With the modern invention of Krazy Glue I repaired the broken handle in a way the previous owner couldn't have ever imagined, and put the bowl back to use to hold fruit on my table.
This is everything I found that day:
Included is a very interesting bottle, the brown Huebner beer bottle from Toledo has a joke written on the bottom - under "Contents 12 Fluid Ounces" it reads "Pure and without Drugs or Poison" this may sound like a serious claim to us imagining the backward nature of these old times, but it's not a serious claim, it's a joke. The "Pure and without Drugs or Poison" is a jab at the Temperance Movement who made absurd claims including that beer contained drugs and poison, which was widely understood to be complete nonsense and shoudn't be used be as an excuse to enact prohibition which hadn't been passed yet, but was getting close.

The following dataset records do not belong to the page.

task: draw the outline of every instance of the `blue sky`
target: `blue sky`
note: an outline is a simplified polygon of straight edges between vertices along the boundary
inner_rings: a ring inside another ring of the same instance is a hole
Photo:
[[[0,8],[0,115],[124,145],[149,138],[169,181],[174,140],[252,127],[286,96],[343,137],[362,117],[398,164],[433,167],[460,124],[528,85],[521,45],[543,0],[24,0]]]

The metal cross with swords is a 1917 Croix de Guerre, if you ever needed proof that many WWI veterans threw away their medals after returning home look no further. This medal for bravery could only have ended up here if it was intentionally thrown away.
A soldier wearing a Croix de Guerre:
The ten pin bottle is an interesting piece as well, it is from the Carl H. Schwartz Central Park Mineral Spring.
In 1868 there was a natural spring that flowed in NYC's Central Park and a large wooden pavilion was built around it.
You could buy the water from this pavilion until the 1920's in these bottles which retained this same design for the entirety of its operations, starting with hand blown blob-top bottles and ending with the machined crown top pictured above.
The pavilion was demolished in the 1950's after serving as a candy and soda shop for 30 years after the spring water operation stopped.
The rectangular Nujol bottle was a health supplement made by Standard Oil. It was litterally just distilled crude oil that without a doubt was loaded with carcinogens. Sold for cheap it was snatched up by people on a budget in place of more expensive and safer health oils like Cod Liver Oil. I don't know how the 1906-founded FDA permitted the sale of Nujol through the first half of the 20th century, but it probably came down to bribes, and lots of them.